Reprenant vie, les yeux d'Allura se tournèrent vers Romelle.
- Rien d'autre ? insista cette dernière.
Elle secoua la tête, et elles se dévisagèrent sans bouger.
- Qu'est-ce que ça signifie ? m'enquis-je.
- Que ses plans ont changé, annonça Romelle. Il a pris une décision qui l'a amené dans cette pièce.
- Et nous ignorons où elles se trouvent ?
- Oui.
- En revanche, il est certain qu'il a quitté les montagnes du Nord de Washington, précisa Allura, lugubre. Il leur a échappé.
- Faut-il les prévenir ?
Elles se consultèrent du regard, indécises. À cet instant, le téléphone sonna. Allura fila dans le salon avant que j'aie eu le temps de réagir. Nous nous précipitâmes derrière elle.

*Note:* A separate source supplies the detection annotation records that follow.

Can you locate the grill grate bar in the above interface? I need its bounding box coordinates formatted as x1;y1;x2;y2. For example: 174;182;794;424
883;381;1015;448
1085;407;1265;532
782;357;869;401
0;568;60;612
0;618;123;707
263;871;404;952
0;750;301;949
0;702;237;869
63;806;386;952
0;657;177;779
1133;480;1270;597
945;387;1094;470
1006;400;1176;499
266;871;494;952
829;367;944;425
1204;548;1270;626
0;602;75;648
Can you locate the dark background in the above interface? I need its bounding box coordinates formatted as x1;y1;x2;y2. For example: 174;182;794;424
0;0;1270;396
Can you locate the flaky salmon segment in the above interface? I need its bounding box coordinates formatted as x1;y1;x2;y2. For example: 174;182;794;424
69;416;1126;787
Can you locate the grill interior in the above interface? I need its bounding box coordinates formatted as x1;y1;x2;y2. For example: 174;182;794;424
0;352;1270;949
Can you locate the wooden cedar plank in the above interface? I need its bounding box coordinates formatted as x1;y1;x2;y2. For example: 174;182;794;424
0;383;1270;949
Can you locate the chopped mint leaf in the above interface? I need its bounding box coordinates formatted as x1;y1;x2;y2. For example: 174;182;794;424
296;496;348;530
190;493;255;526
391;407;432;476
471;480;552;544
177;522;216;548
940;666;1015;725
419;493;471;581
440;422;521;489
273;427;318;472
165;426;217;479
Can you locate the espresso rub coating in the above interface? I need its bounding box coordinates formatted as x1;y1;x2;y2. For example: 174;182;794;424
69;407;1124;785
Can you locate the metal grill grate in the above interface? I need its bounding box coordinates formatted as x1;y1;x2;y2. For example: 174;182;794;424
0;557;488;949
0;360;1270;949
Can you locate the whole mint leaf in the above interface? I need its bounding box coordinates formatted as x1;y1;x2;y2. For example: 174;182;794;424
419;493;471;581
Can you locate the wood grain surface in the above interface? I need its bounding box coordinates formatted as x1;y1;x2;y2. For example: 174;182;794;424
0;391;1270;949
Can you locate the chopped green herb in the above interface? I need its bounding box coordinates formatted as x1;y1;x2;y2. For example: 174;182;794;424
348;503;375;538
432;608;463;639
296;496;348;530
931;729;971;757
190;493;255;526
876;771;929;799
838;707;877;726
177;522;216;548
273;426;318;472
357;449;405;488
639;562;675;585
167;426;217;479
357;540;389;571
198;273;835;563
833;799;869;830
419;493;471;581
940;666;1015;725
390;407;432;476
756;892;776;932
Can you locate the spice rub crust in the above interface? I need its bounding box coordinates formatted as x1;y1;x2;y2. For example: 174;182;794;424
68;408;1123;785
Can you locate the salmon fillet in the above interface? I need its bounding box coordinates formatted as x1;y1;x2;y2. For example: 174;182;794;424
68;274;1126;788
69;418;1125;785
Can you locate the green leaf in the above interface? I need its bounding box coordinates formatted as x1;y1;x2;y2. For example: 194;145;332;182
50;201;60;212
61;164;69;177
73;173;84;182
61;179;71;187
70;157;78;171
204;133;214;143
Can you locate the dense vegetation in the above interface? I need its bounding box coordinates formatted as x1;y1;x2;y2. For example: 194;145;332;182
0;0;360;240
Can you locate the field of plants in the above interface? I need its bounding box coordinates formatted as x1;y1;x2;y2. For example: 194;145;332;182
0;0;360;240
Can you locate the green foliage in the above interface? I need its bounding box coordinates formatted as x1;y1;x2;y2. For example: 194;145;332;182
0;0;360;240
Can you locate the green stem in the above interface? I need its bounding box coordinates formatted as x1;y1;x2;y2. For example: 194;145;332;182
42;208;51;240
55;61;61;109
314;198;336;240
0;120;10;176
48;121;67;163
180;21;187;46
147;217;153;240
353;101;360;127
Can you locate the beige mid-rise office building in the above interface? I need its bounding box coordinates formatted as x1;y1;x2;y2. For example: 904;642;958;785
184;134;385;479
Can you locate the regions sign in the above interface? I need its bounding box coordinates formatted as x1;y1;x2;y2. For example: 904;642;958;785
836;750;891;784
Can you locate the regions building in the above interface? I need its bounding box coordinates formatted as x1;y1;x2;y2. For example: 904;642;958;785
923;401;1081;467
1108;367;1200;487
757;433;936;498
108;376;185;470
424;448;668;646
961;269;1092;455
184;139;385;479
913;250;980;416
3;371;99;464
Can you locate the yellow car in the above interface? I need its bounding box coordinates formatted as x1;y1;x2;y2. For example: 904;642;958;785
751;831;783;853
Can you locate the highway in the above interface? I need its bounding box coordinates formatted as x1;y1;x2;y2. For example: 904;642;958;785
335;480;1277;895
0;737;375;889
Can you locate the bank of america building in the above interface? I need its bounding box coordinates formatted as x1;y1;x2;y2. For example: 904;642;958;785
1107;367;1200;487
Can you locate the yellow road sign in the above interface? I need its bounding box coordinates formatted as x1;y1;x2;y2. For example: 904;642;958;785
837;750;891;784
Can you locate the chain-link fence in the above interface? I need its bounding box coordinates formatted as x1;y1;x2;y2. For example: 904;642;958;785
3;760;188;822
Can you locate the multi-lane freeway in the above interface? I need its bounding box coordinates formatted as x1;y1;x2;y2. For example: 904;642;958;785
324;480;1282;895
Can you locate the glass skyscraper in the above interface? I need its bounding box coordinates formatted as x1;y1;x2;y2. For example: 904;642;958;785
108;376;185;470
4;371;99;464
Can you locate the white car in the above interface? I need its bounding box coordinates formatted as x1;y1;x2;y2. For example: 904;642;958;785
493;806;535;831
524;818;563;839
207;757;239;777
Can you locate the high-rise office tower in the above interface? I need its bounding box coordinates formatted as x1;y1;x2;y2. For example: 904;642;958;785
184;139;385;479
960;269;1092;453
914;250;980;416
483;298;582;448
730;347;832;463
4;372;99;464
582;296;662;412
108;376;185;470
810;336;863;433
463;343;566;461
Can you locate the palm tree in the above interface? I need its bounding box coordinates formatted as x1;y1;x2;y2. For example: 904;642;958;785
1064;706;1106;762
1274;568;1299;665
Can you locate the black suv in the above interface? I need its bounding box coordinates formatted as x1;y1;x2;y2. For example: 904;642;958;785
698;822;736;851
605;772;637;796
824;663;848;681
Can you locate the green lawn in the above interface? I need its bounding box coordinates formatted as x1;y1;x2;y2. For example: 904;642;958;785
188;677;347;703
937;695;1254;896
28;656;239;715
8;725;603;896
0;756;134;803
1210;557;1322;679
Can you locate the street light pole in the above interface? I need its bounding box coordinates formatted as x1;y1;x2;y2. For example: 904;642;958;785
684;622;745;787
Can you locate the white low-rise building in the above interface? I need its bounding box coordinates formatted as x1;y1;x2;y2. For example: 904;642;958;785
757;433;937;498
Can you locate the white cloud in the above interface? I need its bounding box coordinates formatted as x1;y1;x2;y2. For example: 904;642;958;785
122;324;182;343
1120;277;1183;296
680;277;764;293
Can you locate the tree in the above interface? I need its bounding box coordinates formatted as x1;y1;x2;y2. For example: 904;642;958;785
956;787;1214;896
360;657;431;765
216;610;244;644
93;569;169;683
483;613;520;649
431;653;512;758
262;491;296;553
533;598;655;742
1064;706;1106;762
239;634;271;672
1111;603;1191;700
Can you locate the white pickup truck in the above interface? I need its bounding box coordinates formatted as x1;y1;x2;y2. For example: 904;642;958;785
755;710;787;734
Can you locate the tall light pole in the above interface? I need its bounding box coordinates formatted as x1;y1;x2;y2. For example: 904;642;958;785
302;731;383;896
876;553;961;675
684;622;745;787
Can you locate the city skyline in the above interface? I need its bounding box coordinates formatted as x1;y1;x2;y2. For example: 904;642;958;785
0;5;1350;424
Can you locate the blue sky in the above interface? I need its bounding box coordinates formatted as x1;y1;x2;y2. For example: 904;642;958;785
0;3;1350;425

Le mobile à l'oreille, elle écoutait.
- Shiro, souffla-t-elle, sans montrer ni étonnement ni joie, contrairement à moi.
- Oui, marmonna-t-elle avec un coup d'œil dans ma direction.
Elle garda le silence un long moment.
- Je viens de le voir, poursuivit-elle ensuite en décrivant sa vision. Quelle que soit la raison pour laquelle il a pris cet avion, elle l'a conduit à cet endroit, conclut-elle avant de se taire de nouveau. D'accord.
Sur ce, elle me tendit l'appareil. Je me ruai dessus.
- Allô ?
- Lance, dit la voix de Keith.
Jamais aucune sonorité ne m'avait paru aussi belle et rassurante.
- Keith… J'ai cru que j'allais péter une durite. Ne pas avoir de nouvelle, ne pas savoir si vous alliez bien, j'étais angoissé à l'idée que quelque chose ait pu vous…
- Lance, interrompit-il mon bavardage paniqué en soupirant, je t'ai interdit de te soucier d'autre chose que de toi-même.
- Et moi je t'interdis de me dire quoi faire, protestai-je.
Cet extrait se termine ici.